PNC to Record Nearly $500 Million in 4Q Charges

  • M&A

    James Rohr, the Pittsburgh bank's CEO, swears off new deals after putbacks from former National City mortgages, added costs in integrating RBC USA acquisition and other deal-related ills hurt PNC's quarterly bottom line.

    July 18

PNC Financial Services Group (PNC) continues to be dogged by soured mortgages.

The Pittsburgh company said in a Securities and Exchange Commission filing Wednesday that it will record nearly $500 million in charges in the fourth quarter, more than half of which are related to its repurchase of troubled mortgage loans it had previously sold to Fannie Mae and Freddie Mac.

The $254 million it set aside during the fourth quarter brings the total amount it has committed to putback requests from the government-sponsored enterprises to $614 million as of Dec. 31. Much of the repurchases are tied to loans PNC inherited in its acquisitions of National City Bank in 2009 and Royal Bank of Canada's RBC Bank last year.

The SEC filing also reveals PNC's share of the $10 billion settlement that it and nine other home lenders entered into this week with the Office of the Comptroller of the Currency and the Federal Reserve's Board of Governors. The bank has set aside $70 million as part of the settlement to end the independent foreclosure review process, out of a total of $91 million in charges related to residential mortgage foreclosures for the quarter.

PNC also recorded a $45 million goodwill impairment charge to its residential mortgage banking unit, and $105 million in noncash charges for marketing and redeeming high-cost hybrid capital securities.

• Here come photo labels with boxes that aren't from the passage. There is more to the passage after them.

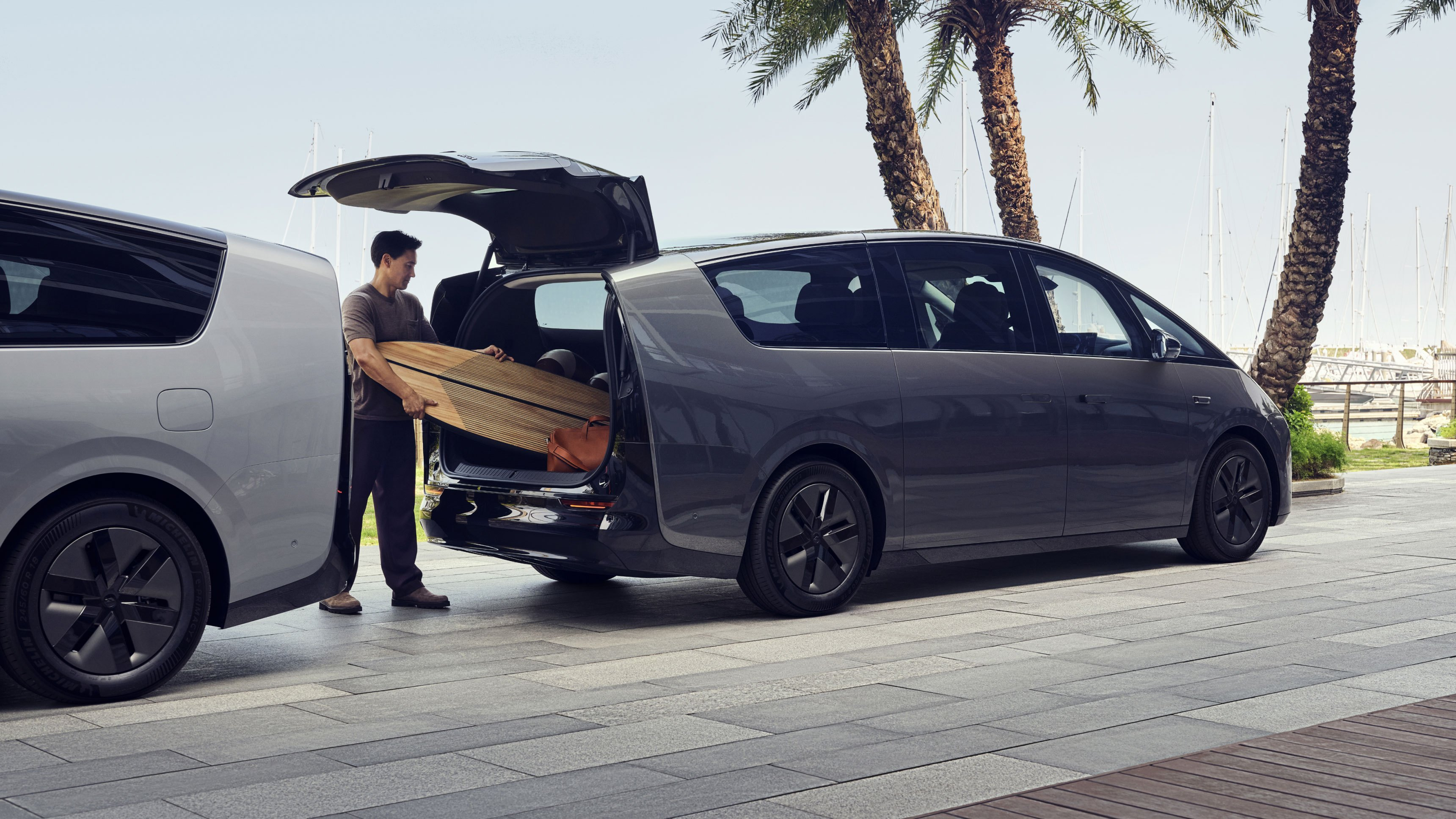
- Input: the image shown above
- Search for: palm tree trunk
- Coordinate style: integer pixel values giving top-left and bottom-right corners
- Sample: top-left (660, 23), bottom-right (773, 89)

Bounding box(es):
top-left (847, 0), bottom-right (946, 230)
top-left (1249, 0), bottom-right (1360, 407)
top-left (971, 38), bottom-right (1041, 242)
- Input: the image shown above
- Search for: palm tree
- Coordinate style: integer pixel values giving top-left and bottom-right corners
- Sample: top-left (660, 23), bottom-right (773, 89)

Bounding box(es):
top-left (706, 0), bottom-right (1258, 242)
top-left (920, 0), bottom-right (1258, 242)
top-left (1249, 0), bottom-right (1456, 407)
top-left (703, 0), bottom-right (946, 230)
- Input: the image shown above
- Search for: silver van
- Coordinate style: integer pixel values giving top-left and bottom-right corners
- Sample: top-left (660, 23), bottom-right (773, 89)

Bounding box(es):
top-left (291, 153), bottom-right (1290, 617)
top-left (0, 191), bottom-right (355, 703)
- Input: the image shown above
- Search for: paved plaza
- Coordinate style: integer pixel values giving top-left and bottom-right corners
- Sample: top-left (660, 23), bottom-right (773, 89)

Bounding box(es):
top-left (0, 466), bottom-right (1456, 819)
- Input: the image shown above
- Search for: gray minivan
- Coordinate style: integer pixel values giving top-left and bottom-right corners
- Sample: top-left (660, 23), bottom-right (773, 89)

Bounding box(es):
top-left (291, 153), bottom-right (1290, 615)
top-left (0, 191), bottom-right (355, 703)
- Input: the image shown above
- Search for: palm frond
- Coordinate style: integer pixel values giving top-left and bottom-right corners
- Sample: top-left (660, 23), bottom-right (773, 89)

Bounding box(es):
top-left (794, 32), bottom-right (855, 111)
top-left (1045, 3), bottom-right (1098, 111)
top-left (1389, 0), bottom-right (1456, 35)
top-left (916, 36), bottom-right (965, 128)
top-left (1164, 0), bottom-right (1261, 48)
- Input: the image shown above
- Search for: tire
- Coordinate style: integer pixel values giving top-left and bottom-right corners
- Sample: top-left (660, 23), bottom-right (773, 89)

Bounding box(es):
top-left (738, 460), bottom-right (874, 617)
top-left (1178, 439), bottom-right (1274, 562)
top-left (532, 564), bottom-right (616, 583)
top-left (0, 493), bottom-right (211, 703)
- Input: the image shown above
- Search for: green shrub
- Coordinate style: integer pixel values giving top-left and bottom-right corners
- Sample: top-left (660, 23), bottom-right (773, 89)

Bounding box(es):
top-left (1284, 383), bottom-right (1315, 433)
top-left (1288, 424), bottom-right (1350, 481)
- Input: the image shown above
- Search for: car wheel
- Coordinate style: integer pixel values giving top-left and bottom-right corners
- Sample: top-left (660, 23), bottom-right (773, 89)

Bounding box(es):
top-left (0, 493), bottom-right (211, 703)
top-left (738, 460), bottom-right (874, 617)
top-left (532, 565), bottom-right (616, 583)
top-left (1178, 439), bottom-right (1274, 562)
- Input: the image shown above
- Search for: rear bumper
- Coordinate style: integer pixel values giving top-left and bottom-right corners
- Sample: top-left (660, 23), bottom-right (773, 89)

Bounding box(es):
top-left (419, 456), bottom-right (741, 577)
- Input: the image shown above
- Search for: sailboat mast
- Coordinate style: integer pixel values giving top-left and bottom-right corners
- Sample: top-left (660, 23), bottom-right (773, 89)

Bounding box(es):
top-left (1219, 188), bottom-right (1229, 347)
top-left (1437, 185), bottom-right (1453, 350)
top-left (1360, 194), bottom-right (1374, 354)
top-left (360, 131), bottom-right (374, 284)
top-left (1204, 93), bottom-right (1217, 335)
top-left (309, 122), bottom-right (319, 254)
top-left (1078, 147), bottom-right (1088, 257)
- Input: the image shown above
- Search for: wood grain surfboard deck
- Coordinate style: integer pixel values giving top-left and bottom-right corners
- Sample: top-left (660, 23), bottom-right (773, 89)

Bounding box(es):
top-left (377, 341), bottom-right (612, 452)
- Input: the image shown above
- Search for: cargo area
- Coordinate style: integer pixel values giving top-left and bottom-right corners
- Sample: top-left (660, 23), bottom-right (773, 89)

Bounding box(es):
top-left (440, 273), bottom-right (610, 485)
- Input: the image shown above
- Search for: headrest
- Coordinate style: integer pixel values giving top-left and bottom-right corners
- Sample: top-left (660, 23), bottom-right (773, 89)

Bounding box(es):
top-left (794, 281), bottom-right (859, 325)
top-left (955, 281), bottom-right (1010, 328)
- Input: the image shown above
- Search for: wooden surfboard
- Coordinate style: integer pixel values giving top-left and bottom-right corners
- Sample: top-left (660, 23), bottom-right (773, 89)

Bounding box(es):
top-left (376, 341), bottom-right (612, 452)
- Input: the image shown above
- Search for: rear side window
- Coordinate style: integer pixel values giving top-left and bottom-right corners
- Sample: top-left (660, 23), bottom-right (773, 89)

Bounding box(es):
top-left (0, 208), bottom-right (223, 346)
top-left (1128, 293), bottom-right (1208, 356)
top-left (703, 245), bottom-right (885, 347)
top-left (536, 278), bottom-right (607, 331)
top-left (896, 242), bottom-right (1035, 353)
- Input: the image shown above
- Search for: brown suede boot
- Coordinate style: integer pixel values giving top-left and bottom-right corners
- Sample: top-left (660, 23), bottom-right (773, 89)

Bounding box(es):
top-left (389, 586), bottom-right (450, 609)
top-left (319, 592), bottom-right (364, 614)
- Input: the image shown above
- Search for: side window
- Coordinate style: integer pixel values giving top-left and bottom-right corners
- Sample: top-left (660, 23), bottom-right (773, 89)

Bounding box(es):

The company said the charges would be partially offset by a $130 million gain on the sale of shares it owned in Visa (NYSE: V), but that overall they would reduce earnings per share by 47 cents for the fourth quarter. Analysts polled by Bloomberg predicted the bank would earn $1.62 a share. It earned $1.64 per share, or $925 million, in the third quarter of 2012. The bank will release its fourth-quarter earnings on Jan. 17.

In a research note Wednesday, Evercore Partners said that it is lowering its estimates for 2012 to reflect the charges but that its estimates for 2013 remain unchanged. It also said that, despite the lingering mortgage issues, PNC "is better positioned than most peers to weather a tough economic environment" due to its strong revenue generation its capacity for reducing expenses.

PNC's shares were trading at $60.40 late Wednesday, up 0.6% from Tuesday's close.